The purpose of bail is to secure attendance at trial, not to create barriers that keep defendants detained.
Courts must balance the seriousness of the offence against the circumstances of the accused.
Unfortunately, many appear to apply the same stringent conditions regardless of defendants’ economic realities.
The Dasuki Precedent
The NBA’s concern is not new.
In Dasuki v. Director-General, State Security Service & Ors, the Court of Appeal criticised the requirement of serving public officers as mandatory sureties.
The court recognised that such conditions can restrict access to bail and undermine its purpose.
The decision is an important reminder that judicial discretion must be exercised reasonably and in line with constitutional principles.
A bail condition that cannot realistically be met is effectively a denial of bail.
Justice for the Rich and Justice for the Poor
Perhaps the most troubling consequence of excessive bail conditions is the inequality they create.
A wealthy, politically connected defendant may satisfy stringent conditions within hours.

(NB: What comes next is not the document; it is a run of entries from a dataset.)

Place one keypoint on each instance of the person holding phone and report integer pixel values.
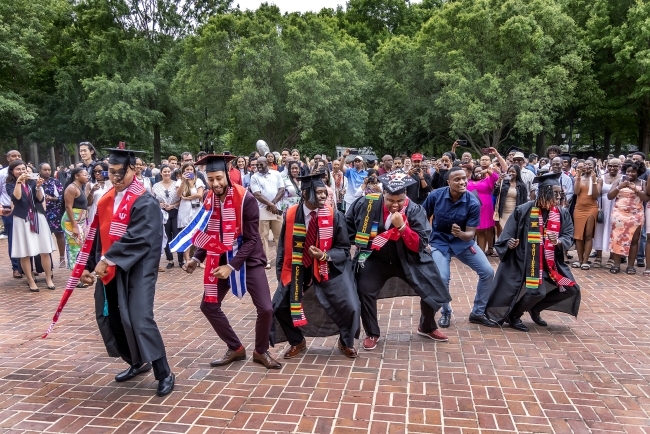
(190, 189)
(456, 214)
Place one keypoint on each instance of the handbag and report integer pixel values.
(495, 215)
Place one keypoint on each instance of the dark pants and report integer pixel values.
(258, 288)
(161, 368)
(171, 230)
(370, 279)
(9, 225)
(539, 301)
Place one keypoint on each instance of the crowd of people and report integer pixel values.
(353, 228)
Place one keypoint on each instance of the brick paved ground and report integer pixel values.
(586, 375)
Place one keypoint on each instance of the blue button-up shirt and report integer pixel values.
(465, 212)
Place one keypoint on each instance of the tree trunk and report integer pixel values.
(540, 144)
(156, 144)
(607, 139)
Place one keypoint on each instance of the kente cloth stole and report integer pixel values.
(541, 249)
(391, 234)
(368, 226)
(218, 239)
(293, 269)
(115, 231)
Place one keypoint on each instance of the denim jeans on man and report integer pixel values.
(476, 261)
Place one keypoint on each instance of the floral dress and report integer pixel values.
(54, 208)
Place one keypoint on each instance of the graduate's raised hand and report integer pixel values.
(513, 243)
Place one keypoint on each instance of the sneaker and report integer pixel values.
(370, 342)
(435, 335)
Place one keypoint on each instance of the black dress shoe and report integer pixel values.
(133, 371)
(482, 320)
(444, 320)
(537, 319)
(517, 324)
(166, 385)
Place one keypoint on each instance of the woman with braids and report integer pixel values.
(532, 275)
(628, 215)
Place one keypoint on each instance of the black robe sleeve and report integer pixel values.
(139, 239)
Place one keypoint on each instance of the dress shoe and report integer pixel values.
(295, 350)
(347, 351)
(133, 371)
(537, 319)
(229, 357)
(444, 320)
(517, 324)
(266, 360)
(482, 320)
(165, 386)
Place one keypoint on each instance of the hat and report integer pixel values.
(396, 181)
(548, 179)
(122, 156)
(311, 183)
(216, 162)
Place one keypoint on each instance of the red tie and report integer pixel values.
(312, 232)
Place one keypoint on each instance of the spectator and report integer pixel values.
(165, 192)
(189, 188)
(30, 231)
(74, 221)
(603, 230)
(53, 191)
(268, 188)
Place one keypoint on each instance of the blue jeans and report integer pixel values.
(476, 261)
(8, 221)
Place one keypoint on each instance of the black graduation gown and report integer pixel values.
(331, 307)
(510, 278)
(422, 274)
(136, 257)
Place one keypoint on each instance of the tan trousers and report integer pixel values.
(275, 226)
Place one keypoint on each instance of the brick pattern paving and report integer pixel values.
(578, 376)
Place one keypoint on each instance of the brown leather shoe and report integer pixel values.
(266, 360)
(229, 357)
(295, 350)
(347, 351)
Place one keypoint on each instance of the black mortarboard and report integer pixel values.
(122, 156)
(547, 179)
(311, 183)
(396, 181)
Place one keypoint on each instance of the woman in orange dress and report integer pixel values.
(627, 214)
(586, 189)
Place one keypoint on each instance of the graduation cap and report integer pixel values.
(311, 183)
(396, 181)
(548, 179)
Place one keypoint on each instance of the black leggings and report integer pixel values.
(171, 230)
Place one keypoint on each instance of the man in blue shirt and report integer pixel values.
(355, 176)
(456, 215)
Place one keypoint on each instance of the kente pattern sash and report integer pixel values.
(119, 224)
(541, 249)
(293, 269)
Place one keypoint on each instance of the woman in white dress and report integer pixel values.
(603, 230)
(31, 232)
(97, 187)
(190, 190)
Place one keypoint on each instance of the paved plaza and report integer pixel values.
(590, 374)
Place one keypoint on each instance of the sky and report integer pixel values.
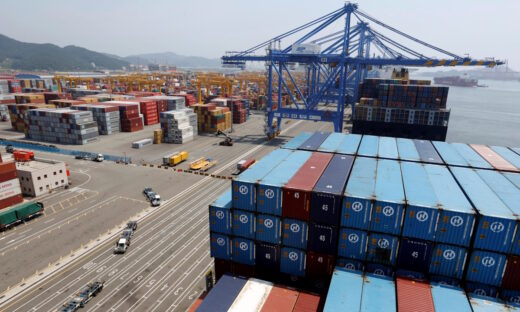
(211, 27)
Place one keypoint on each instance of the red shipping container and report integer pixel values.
(297, 193)
(510, 280)
(280, 299)
(307, 303)
(10, 201)
(319, 265)
(413, 296)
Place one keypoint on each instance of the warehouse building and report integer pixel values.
(41, 176)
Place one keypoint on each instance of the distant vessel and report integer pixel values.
(456, 81)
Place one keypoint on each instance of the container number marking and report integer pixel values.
(388, 211)
(488, 261)
(243, 189)
(422, 216)
(357, 206)
(456, 221)
(497, 227)
(448, 254)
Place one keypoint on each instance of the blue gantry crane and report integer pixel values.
(333, 53)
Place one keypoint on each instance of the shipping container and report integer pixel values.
(322, 238)
(427, 152)
(243, 251)
(268, 229)
(496, 225)
(378, 294)
(297, 192)
(244, 186)
(220, 214)
(314, 141)
(414, 255)
(280, 299)
(295, 233)
(407, 150)
(223, 294)
(359, 193)
(298, 140)
(413, 296)
(243, 224)
(486, 267)
(352, 243)
(345, 291)
(369, 146)
(220, 246)
(252, 296)
(456, 215)
(267, 256)
(382, 248)
(269, 190)
(293, 261)
(448, 298)
(326, 198)
(387, 214)
(448, 260)
(493, 158)
(350, 145)
(422, 212)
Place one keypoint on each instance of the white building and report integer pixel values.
(41, 176)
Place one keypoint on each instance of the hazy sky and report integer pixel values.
(211, 27)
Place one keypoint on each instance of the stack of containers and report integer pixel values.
(107, 117)
(64, 126)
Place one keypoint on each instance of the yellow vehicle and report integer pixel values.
(178, 158)
(202, 164)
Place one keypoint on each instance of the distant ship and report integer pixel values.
(456, 81)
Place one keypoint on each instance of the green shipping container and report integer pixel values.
(27, 209)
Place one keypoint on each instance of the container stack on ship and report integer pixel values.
(427, 210)
(404, 108)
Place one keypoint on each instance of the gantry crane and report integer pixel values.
(334, 51)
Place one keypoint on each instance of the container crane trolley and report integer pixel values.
(334, 63)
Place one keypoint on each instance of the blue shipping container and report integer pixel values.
(244, 224)
(496, 225)
(344, 291)
(387, 215)
(223, 294)
(298, 140)
(267, 256)
(295, 233)
(220, 214)
(382, 248)
(350, 145)
(314, 142)
(352, 243)
(268, 229)
(243, 251)
(244, 186)
(220, 246)
(327, 195)
(359, 193)
(378, 294)
(448, 260)
(293, 261)
(448, 298)
(269, 195)
(486, 267)
(322, 238)
(422, 213)
(456, 216)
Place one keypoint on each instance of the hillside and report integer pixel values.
(31, 56)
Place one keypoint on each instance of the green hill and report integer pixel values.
(31, 56)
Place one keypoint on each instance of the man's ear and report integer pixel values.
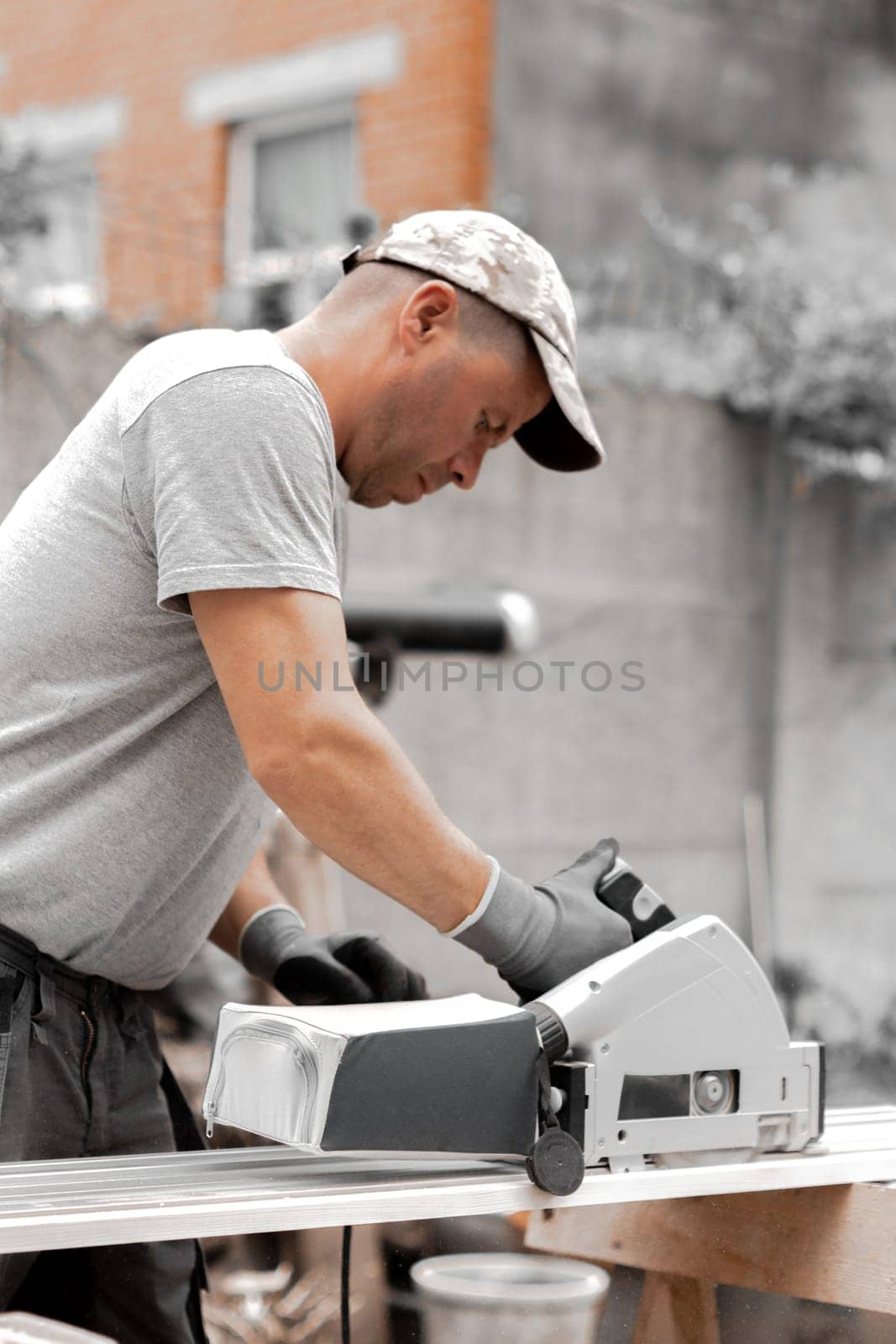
(430, 313)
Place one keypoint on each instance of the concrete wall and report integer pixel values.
(705, 107)
(51, 373)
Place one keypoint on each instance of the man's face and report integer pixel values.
(436, 417)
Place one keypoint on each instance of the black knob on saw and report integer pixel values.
(555, 1163)
(624, 891)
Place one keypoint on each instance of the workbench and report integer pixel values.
(105, 1200)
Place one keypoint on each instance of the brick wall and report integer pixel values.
(423, 140)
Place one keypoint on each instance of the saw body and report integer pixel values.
(673, 1048)
(679, 1047)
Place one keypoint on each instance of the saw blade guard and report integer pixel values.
(688, 1050)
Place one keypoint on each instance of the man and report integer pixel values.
(187, 537)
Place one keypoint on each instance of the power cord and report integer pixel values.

A poorer defendant facing a similar charge may spend months or years in detention awaiting trial because he cannot produce a high-ranking civil servant or valuable property.
The result is a two-tier justice system.
One for the rich and influential.
Another for ordinary Nigerians.
Such a system offends both legal principles and basic standards of fairness and equality before the law.
A Call for Judicial Reform
The NBA deserves credit for highlighting this issue.
Judges and magistrates must remember that liberty is the rule, while pre-conviction detention should be the exception.
Courts should adopt practical measures that secure attendance at trial rather than imposing conditions that function as detention orders.
Alternatives such as recognisance bonds, community-based sureties, periodic reporting requirements, and other less restrictive measures can often achieve the same objective without infringing constitutional rights.
The criminal justice system must never lose sight of a simple fact: a person on trial is not a convicted criminal.
Until guilt is proven beyond reasonable doubt, the Constitution requires that person to be treated as innocent.
Conclusion
The NBA’s warning should serve as a wake-up call to Nigeria’s judiciary and law enforcement agencies.
Bail exists to protect liberty, not undermine it. When courts impose conditions that ordinary citizens cannot meet, bail becomes meaningless and constitutional rights are reduced to empty promises.
Justice must not be reserved for those with wealth, influence, or access to senior civil servants. A fair justice system requires bail conditions that are attainable, reasonable, and consistent with the constitutional presumption of innocence.
Anything less risks turning the promise of justice into an instrument of oppression.